THERE wasn’t a dry eye in the house when the crowd on Centre Court at Wimbledon witnessed a historic moment in the history of tennis on opening day of this year’s tournament.
Responding and ultimately bowing to the years of pressure from viewers, tennis fans and Twitter users alike to make the tournament less stuffy, more inclusive and equitable, Wimbledon officials did away with their backwards hiring policy when it comes to ball boys and girls.
Visibly in some mild discomfort while holding the base of his spine as he bent down to retrieve a first serve ball which hit the net, 47-year-old Dennis Gibbons became the first ‘ball adult’ at the modern Wimbledon tournament.

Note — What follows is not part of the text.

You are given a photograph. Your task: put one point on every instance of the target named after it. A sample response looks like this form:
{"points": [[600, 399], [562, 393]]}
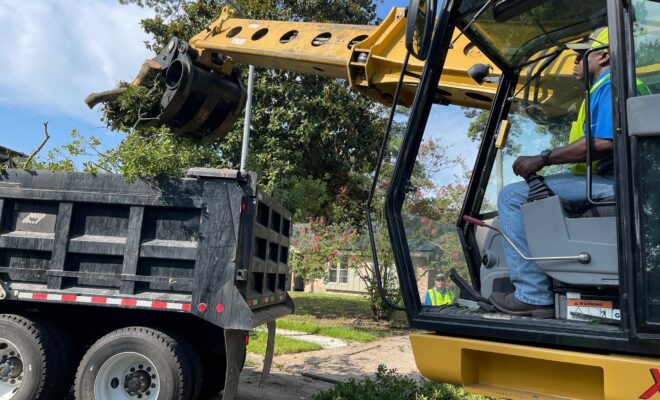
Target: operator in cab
{"points": [[533, 295], [439, 295]]}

“I need a lie down,” Gibbons said of his history making appearance which struck a blow against the societal scourge that is anti-ageism. “What did your last maid die of? Not even a thanks from the tennis players for picking the balls up for them, sun was in my eyes a bit too,” added Gibbons as he took a quick break between points.
“A lot of grunting from the players, it’s very irritating. Wasn’t allowed sit in their seats when they on the court even though I was knackered,” Gibbons said, an inspiration to all those adults with creaking knees that were told they couldn’t do the job of an unpaid 13-year-old child.
Gibbons is one of just 12 middle-aged adults who will are part of an anti-ageism pilot programme at Wimbledon this year even though they’d rather be at home watching old episodes of The Chase.